Between the mid-1960s and the mid-1990s, average Indian rice yields increased from two tonnes per hectare to six tonnes per hectare, and famines that were once common became rare. These developments have been essential to feeding a global population that now exceeds 6.6 billion, more than 4bn more people than were alive in 1950. It occurred without any input from genetic modification at all.
The Green Revolution has not been without drawbacks, and it is these to which the Prince of Wales is alluding. It has forced millions of farmers to grow crops commercially, instead of for their own subsistence, leading many into unsustainable debts.
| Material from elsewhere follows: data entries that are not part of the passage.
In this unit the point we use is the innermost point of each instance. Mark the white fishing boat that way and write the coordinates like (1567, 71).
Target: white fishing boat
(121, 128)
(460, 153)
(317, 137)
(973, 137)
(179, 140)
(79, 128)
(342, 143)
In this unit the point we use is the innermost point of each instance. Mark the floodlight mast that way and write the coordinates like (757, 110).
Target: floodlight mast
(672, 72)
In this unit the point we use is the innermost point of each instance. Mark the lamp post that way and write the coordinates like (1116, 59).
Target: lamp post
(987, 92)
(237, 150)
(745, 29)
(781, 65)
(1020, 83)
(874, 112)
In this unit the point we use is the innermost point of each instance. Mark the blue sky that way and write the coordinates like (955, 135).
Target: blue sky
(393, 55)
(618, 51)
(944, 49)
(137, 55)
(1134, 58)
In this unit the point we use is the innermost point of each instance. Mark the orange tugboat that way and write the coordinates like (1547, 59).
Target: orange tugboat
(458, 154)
Critics such as Vandana Shiva, an Indian environmentalist, also argue that it has increased soil erosion and drought, while reducing soil fertility.
For most scientists, however, the chief problem with the Green Revolution is that it has not gone far enough. Conventional breeding of new varieties has become subject to the law of diminishing returns, and is no longer delivering the huge improvements in yield on which India, with its growing population, has come to rely. Transgenic technology is one tool that is being explored to deliver new crops that meet this great need.
Claim: “If you are not working with natural assistance, you cause untold problems which become very expensive and difficult to undo. It places impossible burdens on nature and leads to accumulating problems which become more difficult to sort out”
Analysis
The Prince is quite correct to regard modern agriculture as unnatural, but the same is true of every system of agriculture that has been tried — including his beloved organic methods. For as long as human beings have been farming crops, we have been seeking to manipulate nature, to produce plants that are higher-yielding and more nutritious, and that are eaten by as few species as possible besides us. Conventional breeding is in itself a form of unnatural genetic modification.
Where the Prince is right is that it is important to understand how farming affects the environment, so that it can be pursued without killing the goose that lays the golden egg. Past agricultural practices have indeed caused lasting ecological damage, as with land clearances in Australia, but modern methods — including those that involve biotechnology — are increasingly designed with sustainability in mind.
Claim: “Gigantic corporations” are dominating agriculture, driving millions of small farmers off their land
Analysis
Many advocates of GM crops would find much common ground with the Prince on this issue. Global agriculture is increasingly dominated by large corporations — big companies such as Monsanto and Dupont who produce modern seed varieties, and the pesticides and fertilisers that are often necessary to grow them. Many scientists are worried about the influence of this industry, on which small farmers have come to rely.
The problem, however, is largely independent of GM crops: it predates their invention, and would survive their disappearance. Ottoline Leyser, a plant geneticist at the University of York, said: “If there were a total world ban on GM tomorrow, it would have no effect at all on the dominance on big multinational companies.”
Many efforts to develop improved seed varieties for developing countries, by both conventional and GM methods, are also undertaken by public sector scientists working for governments, universities and charities. It is something of an irony that the public backlash against GM in Europe has made it harder for these bodies to secure funding, making it easier for the big multinationals to dominate this technological field.